Before I close out, I want to address another line of speculation, one that relates to you. Yes, you, the person reading this post.
Maybe you’re an author whose books haven’t included much diversity, and you have good reasons that haven’t been addressed. Maybe you’re a reader who doesn’t like the comment that publishers shy away from portraying people of color on covers because they have had lower sales. Maybe, like me, you’re a publishing employee who knows the complex backstory behind which projects reach contract stage and which ones don’t.
Maybe reading this series of posts makes you slightly uncomfortable, because you are not racist, and somehow, even talking about this makes you feel like someone’s accusing you of that.
Here’s the thing: we can’t respond well to this issue (or any issue) from a posture of defensiveness.
When you hear that the Christian fiction community might have fallen short in this area, don’t jump to blame someone. I know that was my first reaction, and it’s not helpful.

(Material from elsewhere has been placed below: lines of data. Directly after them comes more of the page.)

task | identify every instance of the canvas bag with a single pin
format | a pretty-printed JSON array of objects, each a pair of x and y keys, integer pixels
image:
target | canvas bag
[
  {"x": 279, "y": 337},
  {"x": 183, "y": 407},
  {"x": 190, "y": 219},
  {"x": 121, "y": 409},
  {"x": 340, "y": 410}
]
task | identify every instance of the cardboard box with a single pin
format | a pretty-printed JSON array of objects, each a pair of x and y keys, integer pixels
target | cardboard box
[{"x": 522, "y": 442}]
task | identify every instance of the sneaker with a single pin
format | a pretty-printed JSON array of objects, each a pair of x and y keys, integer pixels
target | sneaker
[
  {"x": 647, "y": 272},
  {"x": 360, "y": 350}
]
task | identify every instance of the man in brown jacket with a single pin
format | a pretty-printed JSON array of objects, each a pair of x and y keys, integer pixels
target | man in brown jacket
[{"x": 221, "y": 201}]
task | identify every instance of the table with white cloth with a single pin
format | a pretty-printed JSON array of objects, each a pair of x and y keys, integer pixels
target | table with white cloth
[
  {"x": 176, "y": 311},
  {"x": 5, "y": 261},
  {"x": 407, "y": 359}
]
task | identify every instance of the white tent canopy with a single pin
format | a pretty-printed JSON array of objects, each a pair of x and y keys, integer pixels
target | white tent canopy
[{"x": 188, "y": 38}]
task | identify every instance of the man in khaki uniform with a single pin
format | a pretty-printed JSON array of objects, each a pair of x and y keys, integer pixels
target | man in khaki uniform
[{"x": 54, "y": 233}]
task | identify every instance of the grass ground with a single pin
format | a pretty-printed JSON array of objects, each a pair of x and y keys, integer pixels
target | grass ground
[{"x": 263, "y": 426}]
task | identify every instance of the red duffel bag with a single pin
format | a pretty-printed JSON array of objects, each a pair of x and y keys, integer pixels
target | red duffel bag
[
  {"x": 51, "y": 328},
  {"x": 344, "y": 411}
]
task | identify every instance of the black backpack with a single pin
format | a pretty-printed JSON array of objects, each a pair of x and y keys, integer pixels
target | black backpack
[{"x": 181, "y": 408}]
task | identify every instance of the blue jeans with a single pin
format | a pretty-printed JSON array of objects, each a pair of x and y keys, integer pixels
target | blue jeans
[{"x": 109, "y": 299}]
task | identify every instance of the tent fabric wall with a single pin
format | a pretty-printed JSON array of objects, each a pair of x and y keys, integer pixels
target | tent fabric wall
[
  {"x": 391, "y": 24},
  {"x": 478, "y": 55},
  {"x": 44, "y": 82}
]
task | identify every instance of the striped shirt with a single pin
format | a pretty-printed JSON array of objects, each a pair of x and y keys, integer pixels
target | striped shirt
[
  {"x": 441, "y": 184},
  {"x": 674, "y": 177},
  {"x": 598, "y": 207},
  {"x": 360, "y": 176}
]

Just listen. Hear stories that are different from your own, whether it’s by reading the comments on these posts, seeking out novels by minority authors, or following Christians who speak about race and faith on social media. Ask questions of yourself—not how other people or systems out of your control need to change, but what small things you can do to change. And pray for God to bring reconciliation through his church in all areas, but specifically in the area of racial division.
I know that got really big really fast. But I’m convinced we’re not just talking here about why authors of color tend to feel out of place in the inspirational writing community or why covers portray mostly one ethnicity. It’s bigger than that. It’s harder than that.
As racial tensions mount in our country, this feels especially important for Christians to talk about. Let’s not leave it to the pastors and theologians. Don’t get me wrong, their work is critical…but I want to bring in the storytellers and fiction readers too.
You can’t change everything. Neither can I (although sometimes I’d like to). But you can listen to understand, read to learn, love others more, and enter into potentially uncomfortable conversations with grace and humility.
Thank you so much Amy for sharing! I would love to hear what you think about this post and our discussion as a whole. Did you find yourself getting defensive when this was first brought up? Are you more open to discuss these issues? Please share any and all thoughts!